If trade companies consistently make their debt payments on schedule, collaboration with producers or suppliers will go smoothly. Companies must effectively manage their money to prevent debt arrears.

Trading companies and trading platform providers have different business models.

Many individuals have the incorrect impression about trading companies; they believe that these are businesses that offer trading platforms for commodities like stocks and currencies.

Remember that a trading company or trading company is a business that engages in trade. Therefore, their primary business is to buy goods, store them in a warehouse, and then resale them.

so that you are better aware of the distinctions between trading firms and businesses that offer trading platforms for stocks, FX, and other markets. The following are thorough explanations of trading activities and firms that offer trading platforms:

Trading Activities in the Capital Market Defined

Trading is a term that was borrowed from English, and the word itself has a vast definition that goes beyond simply trading stocks, currencies, and precious metals on the stock market.

The connotation is also extremely broad because the word “trade” is translated into Indonesian as trading. The majority of Indonesians believe that the term “trading” solely refers to buying and selling operations on the capital market because they are still inexperienced with it.

However, it is not completely accurate to refer to a corporation that offers a trading platform on the capital market as a trading company. Better referred to as brokers, the businesses that offer trading platforms on the capital market serve primarily as middlemen, making trading on the capital market more accessible to traders.

Capital Market Definition of a Trading Platform Provider Company

For a business that offers a trading platform on the capital market, the name “trading firm” is incorrect. As was previously mentioned, the company should be referred to as that broker.

A company known as a broker facilitates transactions between traders and the capital market. Through brokers, traders can quickly and practically buy and sell stocks, foreign currency, bitcoin, or gold on the capital market.

Brokerage firms are required to do their tasks in compliance with the established exchange code of ethics.

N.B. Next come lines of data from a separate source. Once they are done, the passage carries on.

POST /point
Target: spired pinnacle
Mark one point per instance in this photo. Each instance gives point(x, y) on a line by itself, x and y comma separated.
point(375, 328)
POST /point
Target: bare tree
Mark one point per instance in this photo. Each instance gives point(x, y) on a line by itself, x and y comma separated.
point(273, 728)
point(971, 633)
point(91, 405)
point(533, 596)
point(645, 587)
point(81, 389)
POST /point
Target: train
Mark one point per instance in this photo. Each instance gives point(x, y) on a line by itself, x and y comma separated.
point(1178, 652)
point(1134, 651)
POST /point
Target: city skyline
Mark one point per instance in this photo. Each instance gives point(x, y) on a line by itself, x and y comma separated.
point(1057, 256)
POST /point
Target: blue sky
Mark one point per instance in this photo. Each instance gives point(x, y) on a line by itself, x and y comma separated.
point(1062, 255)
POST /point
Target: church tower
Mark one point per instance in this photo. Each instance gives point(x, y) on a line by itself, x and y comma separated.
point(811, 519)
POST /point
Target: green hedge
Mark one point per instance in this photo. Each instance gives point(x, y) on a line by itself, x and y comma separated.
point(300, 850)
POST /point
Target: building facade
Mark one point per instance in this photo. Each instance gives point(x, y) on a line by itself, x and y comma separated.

Brokerages that are reputable and well-respected must be members of the stock exchange.

Additionally, the brokerage firm needs to provide confirmation that its representatives passed the WPPE or Securities Trader Representative exam. In addition to having documentation that they passed the WPPE test, they need to be Certified Financial Analysts (CFA) in order to get benefits.

The government will oversee the activities of brokerage firms through BAPPEBTI (Commodity Futures Trading Regulatory Agency). Therefore, a brokerage firm that can be relied upon to be secure and trustworthy needs to have a business license from BAPPEBTI.

For those who are just starting out in the stock market and are seeking for a reliable and secure trading platform. It’s preferable if you confirm that the brokerage firm you select satisfies the following criteria:

  1. already been proven to be lawful in the opinion of the government
  2. an existing participant in the Indonesian Stock Exchange
  3. possess a BAPPEBTI business license already

It is clear from the description above that a trading company deals in items and differs from a brokerage firm, which offers a trading platform on the capital market. A trading corporation needs sound corporate financial management, thus using accounting software may be necessary to make the operation function more efficiently.